Draft-ietf-lsr-ospf-prefix-extended-flags-06

I have reviewed this document as part of the security directorate's
 ongoing effort to review all IETF documents being processed by the
 IESG. These comments were written primarily for the benefit of the
 security area directors. Document editors and WG chairs should treat
 these comments just like any other last call comments.

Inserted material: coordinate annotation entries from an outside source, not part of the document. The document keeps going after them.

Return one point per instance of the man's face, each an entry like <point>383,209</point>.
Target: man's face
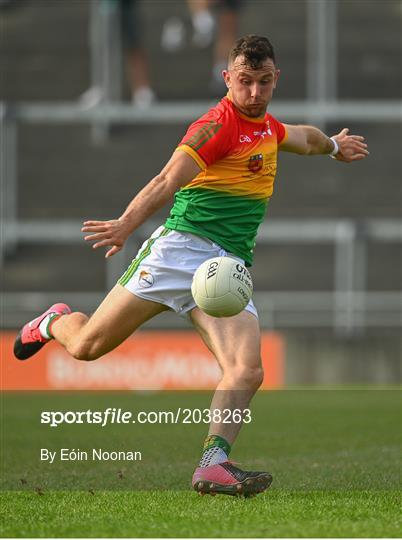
<point>251,89</point>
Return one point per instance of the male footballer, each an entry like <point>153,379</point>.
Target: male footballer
<point>221,176</point>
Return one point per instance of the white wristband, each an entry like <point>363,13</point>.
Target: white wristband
<point>335,149</point>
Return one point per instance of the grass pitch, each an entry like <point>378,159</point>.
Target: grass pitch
<point>334,455</point>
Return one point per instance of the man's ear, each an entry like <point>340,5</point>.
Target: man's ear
<point>226,77</point>
<point>277,73</point>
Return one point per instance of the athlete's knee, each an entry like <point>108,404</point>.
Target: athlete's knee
<point>246,376</point>
<point>85,349</point>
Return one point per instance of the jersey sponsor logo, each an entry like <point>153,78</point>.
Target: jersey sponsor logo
<point>255,163</point>
<point>146,279</point>
<point>203,135</point>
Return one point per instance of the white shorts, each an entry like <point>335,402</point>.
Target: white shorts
<point>164,267</point>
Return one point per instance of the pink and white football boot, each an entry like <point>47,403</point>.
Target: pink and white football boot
<point>29,341</point>
<point>226,479</point>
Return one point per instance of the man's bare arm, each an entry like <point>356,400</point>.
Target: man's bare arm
<point>179,171</point>
<point>309,140</point>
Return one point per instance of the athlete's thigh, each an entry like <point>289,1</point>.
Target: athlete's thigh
<point>235,341</point>
<point>118,316</point>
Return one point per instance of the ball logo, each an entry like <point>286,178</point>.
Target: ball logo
<point>212,268</point>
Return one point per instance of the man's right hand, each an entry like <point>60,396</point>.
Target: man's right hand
<point>111,233</point>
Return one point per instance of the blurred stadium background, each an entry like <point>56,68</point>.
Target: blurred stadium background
<point>328,267</point>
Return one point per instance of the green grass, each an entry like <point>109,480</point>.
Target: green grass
<point>181,514</point>
<point>334,455</point>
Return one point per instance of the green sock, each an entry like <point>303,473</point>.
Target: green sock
<point>216,450</point>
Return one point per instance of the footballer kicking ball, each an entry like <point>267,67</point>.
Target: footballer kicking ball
<point>222,287</point>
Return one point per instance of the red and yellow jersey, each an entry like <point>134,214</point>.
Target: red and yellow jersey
<point>226,201</point>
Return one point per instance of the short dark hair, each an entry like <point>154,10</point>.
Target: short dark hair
<point>255,50</point>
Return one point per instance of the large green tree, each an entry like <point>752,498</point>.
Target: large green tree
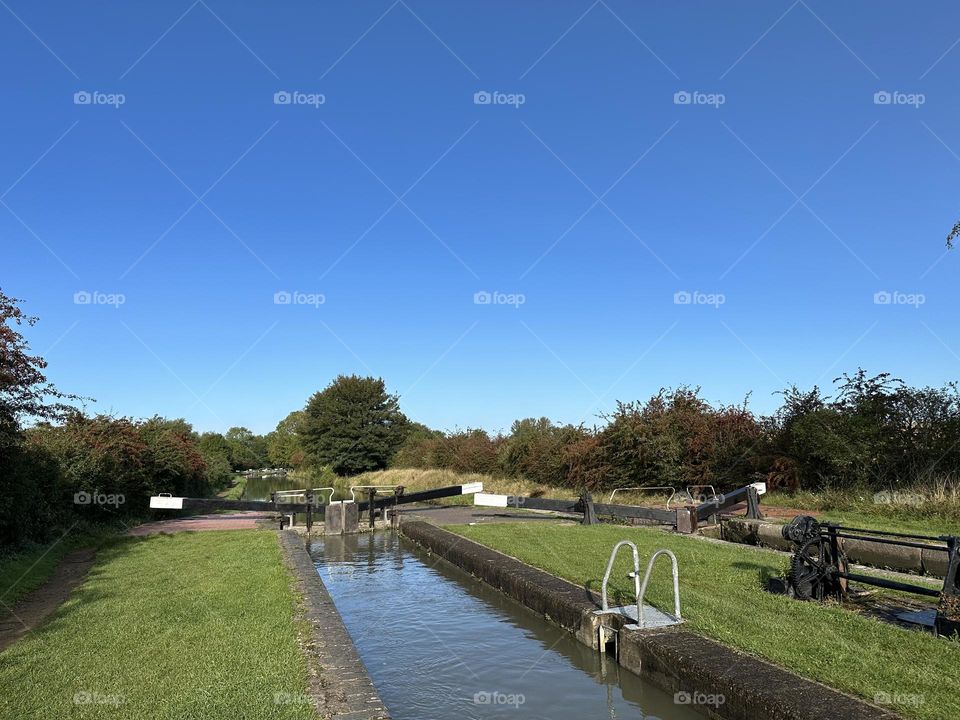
<point>354,425</point>
<point>246,449</point>
<point>284,445</point>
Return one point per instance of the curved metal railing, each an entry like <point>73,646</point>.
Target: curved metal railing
<point>636,573</point>
<point>676,585</point>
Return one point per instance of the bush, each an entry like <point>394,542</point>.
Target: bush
<point>535,450</point>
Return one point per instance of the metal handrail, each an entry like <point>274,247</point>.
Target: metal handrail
<point>646,579</point>
<point>673,491</point>
<point>370,487</point>
<point>636,574</point>
<point>700,487</point>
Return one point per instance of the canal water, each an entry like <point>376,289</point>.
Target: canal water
<point>441,645</point>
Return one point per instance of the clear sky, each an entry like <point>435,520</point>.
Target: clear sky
<point>778,164</point>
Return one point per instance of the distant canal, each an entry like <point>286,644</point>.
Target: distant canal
<point>440,644</point>
<point>259,487</point>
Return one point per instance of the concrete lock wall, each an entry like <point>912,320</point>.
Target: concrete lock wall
<point>674,659</point>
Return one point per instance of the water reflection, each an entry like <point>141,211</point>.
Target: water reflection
<point>441,644</point>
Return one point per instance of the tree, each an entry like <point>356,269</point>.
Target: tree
<point>246,449</point>
<point>25,391</point>
<point>353,425</point>
<point>284,446</point>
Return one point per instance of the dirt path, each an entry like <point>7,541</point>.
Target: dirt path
<point>35,607</point>
<point>231,521</point>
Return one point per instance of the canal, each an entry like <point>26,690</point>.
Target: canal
<point>441,645</point>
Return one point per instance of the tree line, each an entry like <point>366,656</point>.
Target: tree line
<point>871,432</point>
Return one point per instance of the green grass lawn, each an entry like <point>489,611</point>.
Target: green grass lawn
<point>196,625</point>
<point>721,596</point>
<point>28,569</point>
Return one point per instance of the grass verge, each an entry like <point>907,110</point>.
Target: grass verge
<point>720,590</point>
<point>28,568</point>
<point>195,625</point>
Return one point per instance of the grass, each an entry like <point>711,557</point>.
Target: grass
<point>196,625</point>
<point>415,480</point>
<point>720,590</point>
<point>28,568</point>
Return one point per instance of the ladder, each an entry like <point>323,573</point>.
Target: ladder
<point>644,616</point>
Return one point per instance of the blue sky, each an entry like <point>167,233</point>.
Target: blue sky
<point>590,166</point>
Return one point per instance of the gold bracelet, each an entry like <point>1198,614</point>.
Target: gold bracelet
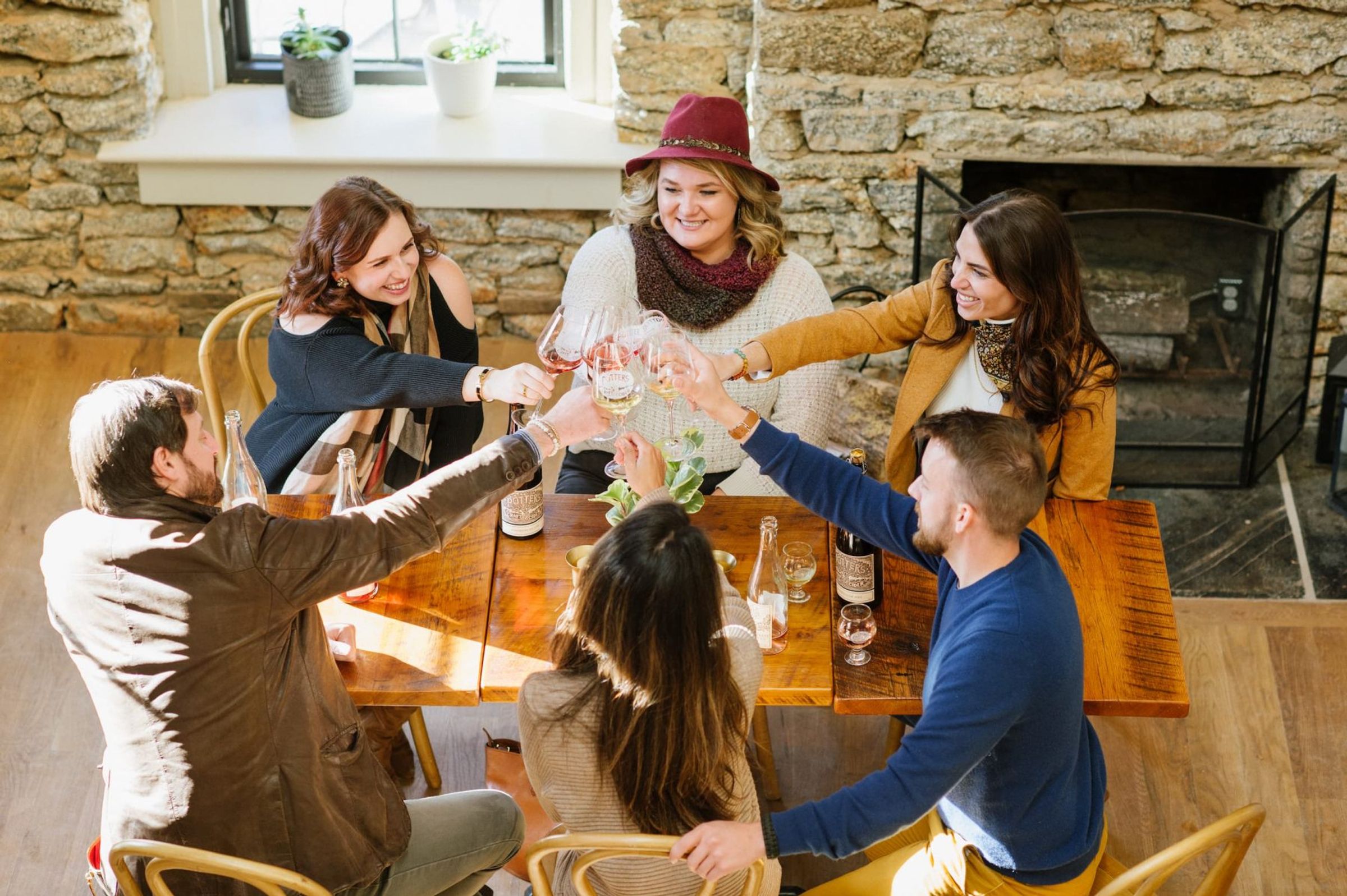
<point>550,431</point>
<point>744,370</point>
<point>482,382</point>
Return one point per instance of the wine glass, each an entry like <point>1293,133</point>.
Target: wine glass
<point>799,565</point>
<point>617,386</point>
<point>603,328</point>
<point>665,355</point>
<point>561,344</point>
<point>857,630</point>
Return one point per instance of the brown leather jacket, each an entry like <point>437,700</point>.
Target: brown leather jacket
<point>199,638</point>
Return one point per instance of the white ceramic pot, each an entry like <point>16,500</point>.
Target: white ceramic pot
<point>462,89</point>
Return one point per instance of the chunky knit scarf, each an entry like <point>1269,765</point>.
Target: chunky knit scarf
<point>690,293</point>
<point>995,353</point>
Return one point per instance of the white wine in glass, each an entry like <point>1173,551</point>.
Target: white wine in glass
<point>617,386</point>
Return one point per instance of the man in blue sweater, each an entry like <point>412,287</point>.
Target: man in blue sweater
<point>1001,782</point>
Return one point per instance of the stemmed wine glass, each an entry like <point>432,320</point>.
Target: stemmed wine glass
<point>617,386</point>
<point>665,355</point>
<point>799,565</point>
<point>857,630</point>
<point>607,325</point>
<point>562,343</point>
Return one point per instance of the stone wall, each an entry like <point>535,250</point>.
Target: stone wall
<point>79,251</point>
<point>847,98</point>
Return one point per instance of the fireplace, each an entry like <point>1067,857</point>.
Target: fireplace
<point>1204,282</point>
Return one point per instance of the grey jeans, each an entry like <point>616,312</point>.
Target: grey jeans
<point>459,841</point>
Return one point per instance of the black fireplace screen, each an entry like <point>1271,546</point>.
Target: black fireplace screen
<point>1213,321</point>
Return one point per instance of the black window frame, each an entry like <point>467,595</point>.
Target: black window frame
<point>241,68</point>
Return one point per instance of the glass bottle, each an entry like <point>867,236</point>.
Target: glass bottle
<point>522,509</point>
<point>243,483</point>
<point>860,569</point>
<point>767,592</point>
<point>348,496</point>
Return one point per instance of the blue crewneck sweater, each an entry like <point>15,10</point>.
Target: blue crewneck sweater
<point>1002,748</point>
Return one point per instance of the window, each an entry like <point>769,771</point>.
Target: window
<point>388,35</point>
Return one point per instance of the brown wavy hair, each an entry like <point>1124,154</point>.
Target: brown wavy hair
<point>643,635</point>
<point>1054,348</point>
<point>337,235</point>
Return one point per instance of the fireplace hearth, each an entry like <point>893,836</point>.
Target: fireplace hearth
<point>1204,282</point>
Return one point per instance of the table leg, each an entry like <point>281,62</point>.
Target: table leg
<point>763,739</point>
<point>895,737</point>
<point>421,737</point>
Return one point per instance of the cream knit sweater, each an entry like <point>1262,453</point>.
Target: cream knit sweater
<point>604,273</point>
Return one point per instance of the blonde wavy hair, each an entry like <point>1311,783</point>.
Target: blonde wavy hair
<point>758,219</point>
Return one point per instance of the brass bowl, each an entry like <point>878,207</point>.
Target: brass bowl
<point>725,561</point>
<point>577,558</point>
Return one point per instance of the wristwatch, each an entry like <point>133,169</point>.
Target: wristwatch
<point>746,426</point>
<point>482,382</point>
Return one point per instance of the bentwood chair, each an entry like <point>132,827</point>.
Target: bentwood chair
<point>170,857</point>
<point>1233,833</point>
<point>256,306</point>
<point>598,848</point>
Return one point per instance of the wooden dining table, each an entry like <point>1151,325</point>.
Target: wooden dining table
<point>473,622</point>
<point>421,638</point>
<point>533,584</point>
<point>1115,561</point>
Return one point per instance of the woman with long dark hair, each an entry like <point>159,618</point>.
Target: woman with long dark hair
<point>1001,327</point>
<point>375,350</point>
<point>643,727</point>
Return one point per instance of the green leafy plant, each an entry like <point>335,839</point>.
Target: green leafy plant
<point>473,44</point>
<point>682,477</point>
<point>311,42</point>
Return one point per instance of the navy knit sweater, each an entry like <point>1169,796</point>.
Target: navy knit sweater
<point>335,370</point>
<point>1002,748</point>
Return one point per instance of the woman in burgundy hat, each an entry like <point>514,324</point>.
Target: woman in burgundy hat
<point>699,237</point>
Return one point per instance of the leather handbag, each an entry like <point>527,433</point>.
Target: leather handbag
<point>506,774</point>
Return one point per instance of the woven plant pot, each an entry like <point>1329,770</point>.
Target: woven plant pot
<point>320,88</point>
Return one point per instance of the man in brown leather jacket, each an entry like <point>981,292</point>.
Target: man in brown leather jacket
<point>199,638</point>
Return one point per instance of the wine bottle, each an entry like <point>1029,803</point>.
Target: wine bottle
<point>522,511</point>
<point>767,592</point>
<point>348,496</point>
<point>860,566</point>
<point>243,483</point>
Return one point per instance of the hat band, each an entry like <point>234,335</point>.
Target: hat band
<point>704,145</point>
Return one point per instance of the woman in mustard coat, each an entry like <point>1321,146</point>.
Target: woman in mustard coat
<point>1000,328</point>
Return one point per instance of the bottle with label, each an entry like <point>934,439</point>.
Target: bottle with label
<point>522,511</point>
<point>348,496</point>
<point>860,565</point>
<point>243,483</point>
<point>767,592</point>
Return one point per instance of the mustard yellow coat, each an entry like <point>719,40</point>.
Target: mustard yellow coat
<point>1078,449</point>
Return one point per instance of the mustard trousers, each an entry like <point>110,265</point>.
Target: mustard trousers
<point>928,860</point>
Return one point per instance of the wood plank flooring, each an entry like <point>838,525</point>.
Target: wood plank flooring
<point>1268,682</point>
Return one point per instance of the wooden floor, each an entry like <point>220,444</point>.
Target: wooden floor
<point>1268,683</point>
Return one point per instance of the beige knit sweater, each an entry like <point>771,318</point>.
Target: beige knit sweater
<point>562,764</point>
<point>604,273</point>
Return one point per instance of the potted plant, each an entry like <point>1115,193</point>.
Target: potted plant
<point>461,69</point>
<point>318,69</point>
<point>682,477</point>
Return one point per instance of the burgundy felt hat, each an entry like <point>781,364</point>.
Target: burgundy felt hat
<point>705,128</point>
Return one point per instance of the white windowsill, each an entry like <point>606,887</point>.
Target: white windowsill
<point>534,149</point>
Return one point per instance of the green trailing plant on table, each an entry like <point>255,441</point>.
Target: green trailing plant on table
<point>682,477</point>
<point>311,41</point>
<point>473,44</point>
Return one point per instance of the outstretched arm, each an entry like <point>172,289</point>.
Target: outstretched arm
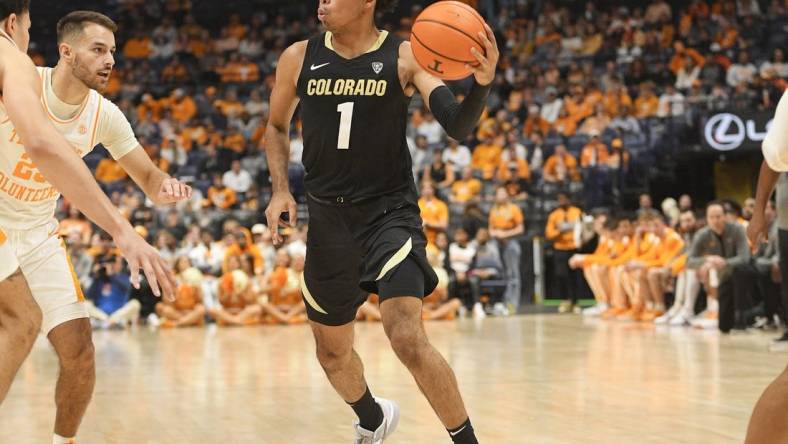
<point>277,141</point>
<point>775,155</point>
<point>61,166</point>
<point>155,183</point>
<point>458,119</point>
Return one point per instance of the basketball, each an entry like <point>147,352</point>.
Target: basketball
<point>442,38</point>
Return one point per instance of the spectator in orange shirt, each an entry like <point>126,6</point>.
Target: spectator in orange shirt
<point>229,106</point>
<point>576,105</point>
<point>647,103</point>
<point>596,123</point>
<point>507,224</point>
<point>434,212</point>
<point>561,167</point>
<point>467,188</point>
<point>248,72</point>
<point>565,124</point>
<point>487,156</point>
<point>535,122</point>
<point>235,141</point>
<point>594,152</point>
<point>175,72</point>
<point>243,246</point>
<point>149,109</point>
<point>560,231</point>
<point>182,106</point>
<point>616,99</point>
<point>137,47</point>
<point>237,302</point>
<point>680,52</point>
<point>219,196</point>
<point>235,28</point>
<point>187,309</point>
<point>281,291</point>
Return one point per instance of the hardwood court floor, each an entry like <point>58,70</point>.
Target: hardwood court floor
<point>528,379</point>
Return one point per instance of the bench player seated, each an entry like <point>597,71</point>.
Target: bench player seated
<point>187,309</point>
<point>281,291</point>
<point>633,277</point>
<point>438,305</point>
<point>237,303</point>
<point>594,271</point>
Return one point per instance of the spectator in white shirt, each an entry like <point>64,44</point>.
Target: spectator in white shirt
<point>552,105</point>
<point>296,149</point>
<point>687,75</point>
<point>741,71</point>
<point>237,179</point>
<point>671,102</point>
<point>457,155</point>
<point>776,67</point>
<point>462,284</point>
<point>625,121</point>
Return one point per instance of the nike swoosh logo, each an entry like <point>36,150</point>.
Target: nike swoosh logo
<point>457,432</point>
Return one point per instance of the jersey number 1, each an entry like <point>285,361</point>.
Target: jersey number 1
<point>345,111</point>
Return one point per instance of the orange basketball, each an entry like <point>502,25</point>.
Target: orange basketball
<point>442,38</point>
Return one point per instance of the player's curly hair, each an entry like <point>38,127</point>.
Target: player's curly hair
<point>385,5</point>
<point>8,7</point>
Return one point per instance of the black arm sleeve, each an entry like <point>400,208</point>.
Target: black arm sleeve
<point>458,119</point>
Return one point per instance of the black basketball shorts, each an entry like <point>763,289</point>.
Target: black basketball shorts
<point>353,249</point>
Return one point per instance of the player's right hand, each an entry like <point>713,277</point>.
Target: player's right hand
<point>281,202</point>
<point>756,230</point>
<point>141,255</point>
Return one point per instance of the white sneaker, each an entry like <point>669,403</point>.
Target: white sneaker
<point>680,320</point>
<point>704,322</point>
<point>478,311</point>
<point>153,320</point>
<point>390,421</point>
<point>662,320</point>
<point>674,311</point>
<point>595,310</point>
<point>500,310</point>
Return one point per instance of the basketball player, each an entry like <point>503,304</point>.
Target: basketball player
<point>31,257</point>
<point>768,423</point>
<point>354,83</point>
<point>86,44</point>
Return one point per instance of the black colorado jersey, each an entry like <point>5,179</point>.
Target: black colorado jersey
<point>354,115</point>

The summary of the review is Ready; I see no security implications to this
draft although I have one substantial non-security comment related to handling
unassigned bits.

Introduction
“  Unassigned bits MUST be set to zero on transmission and MUST be
   ignored on receipt.
“
What happens if the sender and receiver have different views of which bits are
“unassigned”? Maybe because the sender and receiver’s software were written 5
years apart and the IANA registry changed in the mean time? I guess the two
options are: 1: the receiver MUST ignore unassigned bits by treating unassigned
bits as if they are 0. … this would generally allow for cases where the sender
is at a higher protocol level than the receiver without blowing up here …
although things could still blow up later if the ignored 1 bit ends up causing
the sender and receiver to behave differently in an important way. 2. the
receiver MUST ignore unassigned zero bits and fail with an error on unassigned
1 bits. This is probably “safer” but basically means that you can’t really add
anything new to the registry.

If you go with #1, then you could combat “rusting shut” by borrowing the GREASE
idea from TLS [RFC 8701] and saying: “Following the GREASE paradigm [RFC8701],
senders SHOULD occasionally set randomly-chosen unassigned bits to 1 in order
to force receivers to be tolerant of additional flags being added to the
registry after the receiver’s code was written”. One way or another, I found
this sentence to be under-specified, so it should be made more explicitly clear.